Defense networks breach reveals weaknesses in federal info security

Tighter information security controls on government computers could have prevented the leak of confidential documents by a Pentagon official to a Chinese operative, according to members of the security industry.

"There should be controls in place on these systems to limit copying of classified information, and logs should be reviewed regularly per employee activities on these systems," said Tom Kellermann, vice president of security awareness at Core Security Technologies and former senior data risk management specialist for the World Bank treasury security team.

James Wilbur Fondren Jr., deputy director of the U.S. Pacific Command's Washington liaison office, was charged with espionage conspiracy, according to a May 13 press release from the Justice Department. Fondren, who is on administrative leave from his job, is accused of providing an operative of the Chinese government with Defense Department documents and other information, some of which Fondren obtained from classified online systems. Fondren had Top Secret clearance and worked from both a classified and unclassified computer at his cubicle.

"The U.S. government places considerable trust in those given access to classified information, and we are committed to prosecuting those who abuse that trust," said Dana Boente, acting U.S. attorney for the Eastern District of Virginia.

In March, federal prosecutors charged a former Internal Revenue Service employee with illegally accessing agency computers and filing false claims against the government.

Many employees will do nefarious things for the right sum of money -- a fact that agencies must consider when developing strategies to protect sensitive information, said Rob Grapes, chief technologist for Cloakware, a security software vendor.

"A huge amount of money and energy is put toward perimeter protection -- protecting information from the outside in," he said. "But there's this other realm of insider threats, [stemming] from the fact that employees can quickly and easily access this information. The insider has the time and opportunity to create more significant damage to an organization. We need to look at additional security mechanisms."

Specifically, Grapes said agencies should consider partitioning information in a document -- separating the content -- so no one person will have the complete version, but only the pieces of data they need to perform their jobs.
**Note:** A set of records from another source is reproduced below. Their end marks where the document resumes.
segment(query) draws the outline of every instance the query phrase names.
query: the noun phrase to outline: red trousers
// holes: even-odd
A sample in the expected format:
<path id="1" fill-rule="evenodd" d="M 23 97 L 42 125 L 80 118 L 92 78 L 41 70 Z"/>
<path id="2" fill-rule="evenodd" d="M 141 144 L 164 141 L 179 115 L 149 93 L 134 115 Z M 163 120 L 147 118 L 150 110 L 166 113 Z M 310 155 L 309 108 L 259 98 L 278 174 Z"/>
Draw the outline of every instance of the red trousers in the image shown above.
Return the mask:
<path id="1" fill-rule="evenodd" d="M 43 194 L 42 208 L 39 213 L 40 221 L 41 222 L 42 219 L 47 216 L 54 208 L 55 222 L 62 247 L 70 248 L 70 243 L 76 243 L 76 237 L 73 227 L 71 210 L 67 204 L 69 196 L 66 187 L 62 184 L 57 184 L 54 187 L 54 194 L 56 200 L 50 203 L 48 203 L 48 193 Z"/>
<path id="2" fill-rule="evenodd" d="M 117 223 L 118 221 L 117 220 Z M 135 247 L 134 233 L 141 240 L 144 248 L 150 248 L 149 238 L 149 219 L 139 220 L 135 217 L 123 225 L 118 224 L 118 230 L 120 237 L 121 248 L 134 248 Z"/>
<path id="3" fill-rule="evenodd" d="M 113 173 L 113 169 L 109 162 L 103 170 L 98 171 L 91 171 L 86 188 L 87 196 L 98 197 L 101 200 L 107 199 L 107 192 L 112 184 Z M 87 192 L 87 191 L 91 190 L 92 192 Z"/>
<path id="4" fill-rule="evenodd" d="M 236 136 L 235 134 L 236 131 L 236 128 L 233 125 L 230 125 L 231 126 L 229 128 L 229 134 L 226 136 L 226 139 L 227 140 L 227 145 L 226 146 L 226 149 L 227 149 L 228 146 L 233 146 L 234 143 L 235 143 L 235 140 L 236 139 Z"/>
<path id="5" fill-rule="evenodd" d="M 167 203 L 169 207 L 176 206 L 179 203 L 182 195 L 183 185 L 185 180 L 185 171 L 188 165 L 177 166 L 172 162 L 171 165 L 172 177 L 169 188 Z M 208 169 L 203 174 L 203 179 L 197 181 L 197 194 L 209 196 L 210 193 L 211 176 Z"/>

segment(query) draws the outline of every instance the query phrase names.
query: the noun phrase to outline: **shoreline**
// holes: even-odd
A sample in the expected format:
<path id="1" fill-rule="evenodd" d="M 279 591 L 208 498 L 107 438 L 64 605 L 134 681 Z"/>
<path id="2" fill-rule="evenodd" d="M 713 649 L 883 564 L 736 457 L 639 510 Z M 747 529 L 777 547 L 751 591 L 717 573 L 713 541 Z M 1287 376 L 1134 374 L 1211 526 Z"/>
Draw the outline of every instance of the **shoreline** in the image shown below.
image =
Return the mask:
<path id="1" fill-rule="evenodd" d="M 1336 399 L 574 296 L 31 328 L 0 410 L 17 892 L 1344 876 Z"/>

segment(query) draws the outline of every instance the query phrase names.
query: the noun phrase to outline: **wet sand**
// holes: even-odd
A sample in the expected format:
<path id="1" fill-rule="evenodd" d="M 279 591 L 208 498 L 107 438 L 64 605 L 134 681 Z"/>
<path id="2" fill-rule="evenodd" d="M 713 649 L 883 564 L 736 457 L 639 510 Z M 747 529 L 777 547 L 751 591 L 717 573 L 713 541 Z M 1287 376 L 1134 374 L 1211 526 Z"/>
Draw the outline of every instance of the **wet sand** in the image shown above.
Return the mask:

Agencies also should encrypt data, implement strict controls over access to information and the applications housing that information, and recertify at least monthly authorization rights for users. Agencies also could require dual authorization on sensitive documents, Grapes said, so no one can access the information without the knowledge and approval from another.

"That provides an auditing trail and an opportunity to deny access" if requested access is deemed suspicious, he said.

In Fondren's case, Justice alleged that he gave the Chinese operative "opinion papers," eight of which contained classified and unclassified documents, including information about military meetings between the United States and China and a 2008 draft copy of U.S. military strategy. Both Kellermann and Grapes said such access would have raised red flags in the Pentagon if the right security controls were in place.

An effort under former President George W. Bush's largely classified Comprehensive National Cybersecurity Initiative seeks to pinpoint safety controls to improve federal information security. The National Cyber Leap Year Initiative will identify the most promising ideas from industry for reducing vulnerabilities to cyberattacks and for developing innovative, multidisciplinary security efforts.

The Leap Year initiative will run through fiscal 2009 and will define technology solutions that can help federal agencies stay ahead of any cyber threats, technical strategies for research and development, details on delivering and using capabilities, and recommendations on funding, policies and oversight.

The deadline for submitting comments on the National Cyber Leap Year initiative was April 15.